Coloring Book

by aetataureate



Series: Spider-Man is Dead (Long Live Spider-Man) [4]
Category: Spider-Man: Into the Spider-Verse (2018)
Genre: Angst, Canonical Character Death, Gen, Miles Morales Will Always Have His Family, a very high-pressure situation for a middle schooler to be operating in, growing pains in all senses of the phrase
Language: English
Status: Completed
Published: 2019-01-28
Updated: 2019-01-28
Packaged: 2019-10-18 10:07:46
Rating: Teen And Up Audiences
Warnings: Creator Chose Not To Use Archive Warnings
Chapters: 1
Words: 1,660
Publisher: archiveofourown.org
Story URL: https://archiveofourown.org/works/17578859
Author URL: https://archiveofourown.org/users/aetataureate/pseuds/aetataureate
Summary: Miles meets Spider-Man, who is super nice and really funny in person and is totally going to help him and it’s the best thing that’s ever happened to him. He takes pictures.Five minutes later a huge bald white dude in a suit murders Spider-Man right where Miles can see, and it’s the worst thing that’s ever happened to him.





	Coloring Book

Miles meets Spider-Man, who is super nice and really funny in person and is totally going to help him and it’s the best thing that’s ever happened to him.
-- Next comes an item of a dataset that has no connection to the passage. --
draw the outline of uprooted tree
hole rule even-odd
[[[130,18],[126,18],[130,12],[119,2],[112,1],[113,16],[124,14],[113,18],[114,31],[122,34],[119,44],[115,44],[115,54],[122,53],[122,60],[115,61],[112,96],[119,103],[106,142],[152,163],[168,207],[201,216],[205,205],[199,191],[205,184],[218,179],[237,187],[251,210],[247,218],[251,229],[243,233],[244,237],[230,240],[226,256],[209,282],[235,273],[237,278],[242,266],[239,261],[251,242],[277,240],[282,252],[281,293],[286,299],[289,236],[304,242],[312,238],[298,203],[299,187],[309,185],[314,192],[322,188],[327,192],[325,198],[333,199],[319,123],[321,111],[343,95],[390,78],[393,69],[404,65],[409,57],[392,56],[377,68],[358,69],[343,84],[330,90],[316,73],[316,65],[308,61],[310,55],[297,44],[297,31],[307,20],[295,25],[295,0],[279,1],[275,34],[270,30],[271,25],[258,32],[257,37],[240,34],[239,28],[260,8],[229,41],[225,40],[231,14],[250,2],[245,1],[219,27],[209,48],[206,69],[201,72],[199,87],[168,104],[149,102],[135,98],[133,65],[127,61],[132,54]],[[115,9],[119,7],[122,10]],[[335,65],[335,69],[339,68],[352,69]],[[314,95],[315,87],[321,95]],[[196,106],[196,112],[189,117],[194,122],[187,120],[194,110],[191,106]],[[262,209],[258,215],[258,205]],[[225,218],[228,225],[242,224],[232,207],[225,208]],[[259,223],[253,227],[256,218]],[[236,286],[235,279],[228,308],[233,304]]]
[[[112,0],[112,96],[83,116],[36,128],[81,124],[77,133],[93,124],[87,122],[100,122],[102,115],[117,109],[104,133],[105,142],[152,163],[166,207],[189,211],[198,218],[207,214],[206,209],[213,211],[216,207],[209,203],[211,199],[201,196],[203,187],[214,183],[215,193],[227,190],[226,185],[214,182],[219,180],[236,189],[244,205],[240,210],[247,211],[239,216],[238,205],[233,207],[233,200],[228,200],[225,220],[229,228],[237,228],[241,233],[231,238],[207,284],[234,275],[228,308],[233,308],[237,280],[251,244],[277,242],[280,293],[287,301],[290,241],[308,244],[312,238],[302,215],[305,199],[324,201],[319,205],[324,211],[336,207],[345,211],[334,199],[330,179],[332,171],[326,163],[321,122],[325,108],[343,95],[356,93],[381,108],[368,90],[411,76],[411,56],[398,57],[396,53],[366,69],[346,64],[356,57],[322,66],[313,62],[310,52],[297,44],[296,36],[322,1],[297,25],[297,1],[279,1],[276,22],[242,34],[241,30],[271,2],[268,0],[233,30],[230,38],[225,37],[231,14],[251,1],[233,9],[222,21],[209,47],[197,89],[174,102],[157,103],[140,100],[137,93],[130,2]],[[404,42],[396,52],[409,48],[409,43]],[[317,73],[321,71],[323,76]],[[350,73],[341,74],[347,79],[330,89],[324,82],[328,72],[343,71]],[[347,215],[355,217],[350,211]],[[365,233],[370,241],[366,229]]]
He takes pictures.

Five minutes later a huge bald white dude in a suit murders Spider-Man right where Miles can see, and it’s the worst thing that’s ever happened to him.

Miles has never seen anyone die before, and it’s— it’s really, really scary. Like, Miles is tough, okay, his parents don’t let him watch most of the R-rated horror movies but sometimes Carmen’s do when she had friends over, and Miles always sleeps _fine_ as long as his door is cracked and the bathroom light is on, but this is _really scary_ and it doesn’t _stop_ being scary, not even when he’s back in his room. Miles has never seen someone dead before, and Spider-Man was _so nice_ and he was going to _help him_ and _oh god_ —

Miles asks his dad whether he really hates Spider-Man. He doesn’t know what he expects. Maybe that his dad will say _oh, no, it’s a long-standing joke Spider-Man and I have, we laugh about it down at the station_. Or maybe _oh, no, I don’t mind about Spider-Man either way, the important thing is that someone’s always there to help people and get them home safe_. Or _it doesn’t matter what I think about Spider-Man, he helps people and it’s a bad thing if he’s dead_.

Miles’ dad says yes, he really hates Spider-Man. Miles doesn’t know what he expected.

Miles falls asleep that night feeling like a joint wrenched from its socket. He just can’t believe that anyone would actually want to kill Spider-Man.

***

When Miles was ten, Sandy Ramirez came to school saying she had seen Spider-Man save an old lady from a mugger, and then for weeks _everyone_ was seeing Spider-Man until DeAndre Travers said he was on the L train when Spider-Man stopped it from falling off the thing, and that actually turned out to be _true_ , and no one else had a better story than that. The point is, Miles is a kid from New York. He knows about Spider-Man. He played cops, robbers, and Spider-Man around the apartment they lived in when he was little, he read all the comic books until he got too old for them, and if a couple of the Christmas songs are in his Songify library, well, ‘tis the season. Maybe he didn’t actually _know_ Spider-Man, he hadn’t met him before or anything, even though his cousins in Arizona keep asking him about it and he’s had to explain to them like fifty times that not everyone in New York knows each other. Still, when Miles wakes up in the morning, it is obvious to him that the only thing left to do is be Spider-Man now. Nevermind that his dad made it a rule that he could only ever play as a cop so he wouldn’t get comfortable “glorifying crime.” He’s from _Brooklyn_. He got bit by a _weird spider_. Being Spider-Man is in his blood, in more ways than one. Besides, he promised Peter. He doesn’t know how he could not keep that promise.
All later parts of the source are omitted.